Tir de barrage au Sénat

Le Sénat, majoritairement à droite, a organisé un véritable tir de barrage. Pas moins de 65 amendements ont été déposés la semaine dernière devant la commission des Lois du Sénat. Cette dernière affirmait ainsi lundi avoir modifié le texte, de manière à « garantir un équilibre entre les impératifs de sauvegarde de l’ordre public et de protection des droits des libertés constitutionnellement garantis ». Concrètement, ces modifications impliquent une limitation de certains éléments du dispositif général prévu par le projet de loi. Les sénateurs demandent à ce que les principales mesures soient revues dans les 3 ans. Une limitation dans le temps notamment pour les mesures individuelles de contrôle administratif et de surveillance dont l’application sera limitée jusqu’au 31 décembre 2021.

Communications électroniques et dispositif de pointage

Une limitation aussi par l’intervention d’un tiers. Les mesures individuelles de surveillance prononcées pour 3 ou 6 mois, ne pourront ainsi être renouvelées que par l’ordonnance d’un juge des libertés et de la détention. Autres amendements notables : la suppression pour les suspects du devoir de déclaration de leurs identifiants de communication électronique, qui porte « une forte atteinte aux libertés constitutionnelles. »

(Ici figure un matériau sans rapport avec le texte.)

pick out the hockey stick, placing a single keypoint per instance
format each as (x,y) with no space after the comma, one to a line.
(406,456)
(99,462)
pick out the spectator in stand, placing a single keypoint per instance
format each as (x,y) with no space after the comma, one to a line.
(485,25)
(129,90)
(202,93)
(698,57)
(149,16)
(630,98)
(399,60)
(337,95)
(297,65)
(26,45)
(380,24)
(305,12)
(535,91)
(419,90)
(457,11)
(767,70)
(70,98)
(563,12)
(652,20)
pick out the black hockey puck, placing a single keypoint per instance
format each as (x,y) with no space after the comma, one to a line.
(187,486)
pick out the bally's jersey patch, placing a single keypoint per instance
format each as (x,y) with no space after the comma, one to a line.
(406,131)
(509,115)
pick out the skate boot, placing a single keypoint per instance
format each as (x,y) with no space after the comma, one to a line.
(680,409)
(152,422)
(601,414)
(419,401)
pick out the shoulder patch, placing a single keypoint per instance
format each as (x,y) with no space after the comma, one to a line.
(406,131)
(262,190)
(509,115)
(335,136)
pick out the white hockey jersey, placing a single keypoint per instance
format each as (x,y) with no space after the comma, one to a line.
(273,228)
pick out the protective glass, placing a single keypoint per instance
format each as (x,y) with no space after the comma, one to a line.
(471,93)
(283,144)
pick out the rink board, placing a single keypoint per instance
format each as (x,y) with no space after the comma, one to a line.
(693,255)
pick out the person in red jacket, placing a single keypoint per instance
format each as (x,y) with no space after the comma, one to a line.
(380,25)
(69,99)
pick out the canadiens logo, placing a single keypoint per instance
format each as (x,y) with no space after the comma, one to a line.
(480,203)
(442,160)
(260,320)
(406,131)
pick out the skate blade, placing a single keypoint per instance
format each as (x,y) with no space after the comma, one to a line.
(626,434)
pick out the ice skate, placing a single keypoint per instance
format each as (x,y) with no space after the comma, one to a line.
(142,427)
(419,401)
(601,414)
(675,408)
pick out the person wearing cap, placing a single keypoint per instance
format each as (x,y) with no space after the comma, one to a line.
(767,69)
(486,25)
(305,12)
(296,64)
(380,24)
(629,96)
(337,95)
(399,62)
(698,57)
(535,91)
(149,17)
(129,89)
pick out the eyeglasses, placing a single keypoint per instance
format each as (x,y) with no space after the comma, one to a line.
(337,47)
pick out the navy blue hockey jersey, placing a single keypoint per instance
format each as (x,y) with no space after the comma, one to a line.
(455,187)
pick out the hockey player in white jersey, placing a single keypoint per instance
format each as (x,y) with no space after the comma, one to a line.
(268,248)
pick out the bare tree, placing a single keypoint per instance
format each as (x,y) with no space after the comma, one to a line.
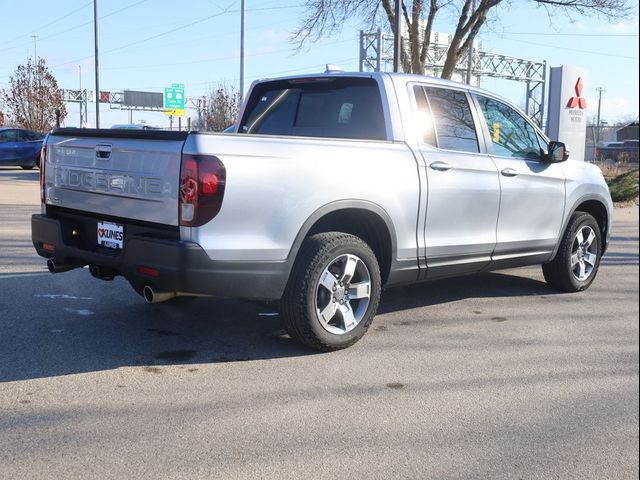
(33,97)
(325,17)
(220,108)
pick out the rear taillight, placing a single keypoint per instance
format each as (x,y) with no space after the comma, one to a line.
(43,163)
(202,181)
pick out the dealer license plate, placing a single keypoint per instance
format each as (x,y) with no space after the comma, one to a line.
(110,235)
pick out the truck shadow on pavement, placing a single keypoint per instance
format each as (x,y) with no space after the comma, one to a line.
(52,334)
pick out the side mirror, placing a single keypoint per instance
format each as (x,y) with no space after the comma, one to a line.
(557,152)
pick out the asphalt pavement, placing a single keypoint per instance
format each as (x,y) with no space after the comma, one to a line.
(491,376)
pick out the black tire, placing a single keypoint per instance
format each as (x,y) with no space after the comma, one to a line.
(299,305)
(559,273)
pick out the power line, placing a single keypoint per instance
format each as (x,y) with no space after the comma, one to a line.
(80,25)
(591,52)
(573,34)
(172,30)
(227,57)
(42,27)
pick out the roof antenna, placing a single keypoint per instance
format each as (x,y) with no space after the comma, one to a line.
(333,69)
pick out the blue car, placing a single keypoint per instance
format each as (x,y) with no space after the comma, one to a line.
(20,147)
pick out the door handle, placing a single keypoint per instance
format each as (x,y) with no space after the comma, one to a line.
(440,166)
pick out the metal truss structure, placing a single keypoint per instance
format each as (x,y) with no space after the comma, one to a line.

Les visites à domicile et la retenue des personnes seront également mieux encadrées. Quant aux astreintes de pointage auprès de la police ou de la gendarmerie la plus proche, elles seront limitées à trois par semaines, contre une fois par jour comme le prévoyait le texte initial.

« Despotisme doux »

Ces amendements proposés par les sénateurs ne calment pas les critiques venues de la société civile. Certains comme la juriste Mireille Delmas-Marty n’hésitent pas à qualifier le projet de loi chez nos confrères de Libération de « despotisme doux ». « Despotisme doux », « Dictature molle », l’essence même du texte est remise en cause par Nicolas Krameyer. Joint par RFI, ce porte-parole d’Amnesty Internationale affirme ne pas comprendre « la nécessité d’un tel projet de loi, sachant que l’arsenal antiterroriste français est déjà l’un des plus complets au monde. » Et d’ajouter : « Ces mesures dérogatoires si elles sont adoptées risque d’être appliquées sous un régime d’arbitraire extrêmement fort. »

Procédure accélérée

Au total plus de 500 chercheurs, militants des droits humains et universitaires ont signé un appel dénonçant une « régression de l’état de droit » en France. Devant la controverse, l’exécutif veut éviter que le débat ne s’éternise. Rappelons qu’il s’agit avec ce projet de loi de prendre le relais de l’état d’urgence prolongé une sixième fois par un vote du Parlement le 6 juillet dernier.

Le gouvernement souhaite une adoption rapide du texte et la procédure a donc été accélérée. Deux lectures seulement, une maintenant au Sénat et une à l’automne devant l’Assemblée nationale.